There are several limitations of the present study. Given the prevalence of women in the studied sample, a caution should be taken with regard to the generalisability of the results. Moreover, the cross-sectional design does not allow for a directional interpretation of the relationship between SAH and SWL. Still, given that health, as an important factor influencing psychological wellbeing, is a widespread concern expressed by many older adults, the present study adds to this issue by pointing to the regulative functions of ER. The obtained results suggest that ER, as an important psychological resource, promotes the accuracy of SAH and thus makes it a more robust predictor of SWL. To verify this hypothetical interpretation, future studies are needed in which the subjective assessment of health should be supplemented with objective indicators of the elderly's physical condition (e.g. the results of medical examinations). This would allow the accuracy of SAH to be determined and its conditional relationship with wellbeing to be confirmed.
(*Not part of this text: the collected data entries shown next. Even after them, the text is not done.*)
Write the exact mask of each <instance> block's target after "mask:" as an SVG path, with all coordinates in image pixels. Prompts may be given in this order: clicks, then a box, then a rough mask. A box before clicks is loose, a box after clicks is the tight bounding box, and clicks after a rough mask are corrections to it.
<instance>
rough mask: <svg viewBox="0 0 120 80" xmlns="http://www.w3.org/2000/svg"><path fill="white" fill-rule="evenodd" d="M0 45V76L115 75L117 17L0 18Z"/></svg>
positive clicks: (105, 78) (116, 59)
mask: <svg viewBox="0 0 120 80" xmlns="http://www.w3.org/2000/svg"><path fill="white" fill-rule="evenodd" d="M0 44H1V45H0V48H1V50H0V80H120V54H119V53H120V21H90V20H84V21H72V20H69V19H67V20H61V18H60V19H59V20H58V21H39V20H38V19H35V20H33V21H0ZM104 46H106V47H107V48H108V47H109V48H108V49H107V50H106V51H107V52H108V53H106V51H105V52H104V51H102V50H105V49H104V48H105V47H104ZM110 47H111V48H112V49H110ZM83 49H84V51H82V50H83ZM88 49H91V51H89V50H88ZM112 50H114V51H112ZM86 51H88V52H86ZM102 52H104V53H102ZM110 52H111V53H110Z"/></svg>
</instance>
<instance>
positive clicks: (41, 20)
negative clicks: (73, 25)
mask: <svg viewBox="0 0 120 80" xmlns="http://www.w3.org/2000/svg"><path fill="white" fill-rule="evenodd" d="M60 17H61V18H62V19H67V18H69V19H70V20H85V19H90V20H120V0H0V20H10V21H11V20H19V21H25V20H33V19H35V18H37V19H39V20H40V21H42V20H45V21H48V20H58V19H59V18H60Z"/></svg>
The results of this study have also some applicative potential. If highly ego-resilient older adults are indeed more accurate in their SAH, they can be more trusted in what they report about their physical condition. In contrast, self-report about the health of those low in ER should be treated with more caution, because it can be either under- or overrated. This does not imply intentional simulation (or dissimulation), but merely that the general flexibility in self-regulation (high ER) corresponds with an ability to assess specific aspects of one's functioning (e.g. physical health) more objectively. Based on such interpretation, the results of the present study may be utilised by professionals involved in medical care for older adults, such as physicians, nurses, psychologists and social workers. They can roughly estimate the level of ER (e.g. using a short self-report measure such as ER89) to establish a wider context for subsequent interpretation of a medical interview. In the case of ego-resilient patients, their reports about specific ailments should direct towards an in-depth examination of that specific domain. In contrast, physical complaints of those low in ER less accurately exhibit real health issues, pointing instead to a broader array of problems. Reporting on physical symptoms may, in this case, suggest an unspecific ‘cry for attention’, due to psychological rather than somatic distress. Thus, taking into account the patient's level of ER may help to focus on what the real problem is in the health care of the older adult.
Data
The data that support the findings of this study are openly available in the Open Science Framework repository at http://doi.org/10.17605/OSF.IO/WBDTA.
Author contributions
WB (40%): conceptualisation, data collection, statistical analyses, writing; DD (30%): conceptualisation, data collection, writing; PB (30%): conceptualisation, writing.
Conflict of interest
The authors declare no conflicts of interest.
Ethical standards
The American Psychological Association ethical standards as well as relevant guidelines by the Polish Psychological Association were followed in the conduct of this study.